Believe me — I’d know.
Here’s the evidence: I’ve never known my dad’s birthday. You might ask, what does that have to do with the Lunar New Year and time travel? Good question.
Growing up, we would celebrate my dad’s birthday. The only thing was, we’d always celebrate it on a different day. Not just a different day of the week. We celebrated it on a different day every year.
My dad was my hero, and I always felt bad because every year, I usually didn’t have a present or a birthday card ready for him since I never knew when his birthday was.
When I asked him when his actual birthday was every year, he would calmly say, “My birthday is based on the lunar calendar, so we have to look it up to know when it is this year.”
This was during a time before there was any internet, so “looking it up” was no easy task. I never actually saw my dad “look it up,” but somehow, he always figured it out. My guess is that either a compass or an abacus was involved.

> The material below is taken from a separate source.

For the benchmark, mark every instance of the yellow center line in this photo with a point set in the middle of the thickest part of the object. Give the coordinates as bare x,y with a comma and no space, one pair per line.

Now that everything is online, they actually have lunar calendar calculators that can accurately determine your birthday every year and how old you are.
Wait a minute — you need a calculator to figure out how old you are?
Yes, you do. You see, there are fewer days (354.37) in a lunar year, therefore using a lunar calendar means that you are actually older than if you used a Gregorian/solar calendar. This is why the actual Lunar New Year day changes from year to year.
Therefore, based on a Gregorian calendar year, I’m 51 years old. Based on a lunar calendar, I’m 53 years old.
So let’s get this straight — with a Gregorian calendar, I know exactly how old I am, and the day I celebrate my birthday stays the same year after year because nearly everyone else on the planet uses this calendar system. When a lunar year is applied to the standardized solar year, not only do I not know when my birthday is every year, but the day changes annually and it turns out I’m two years older than I really am.
And the reason this is a good thing is …
Actually, I can think of a number of reasons why using a lunar calendar makes a lot of sense.
I’ll be able to collect social security two years early.
If you hate surprise birthday parties, no one will ever be able to throw one in your honor since no one will ever know when your birthday is.
If you do like birthday parties, use both calendars and guess what? Double the presents!
At the county fair, you can go up to the booth where they guess your age and you’ll be able to clean up on the joint.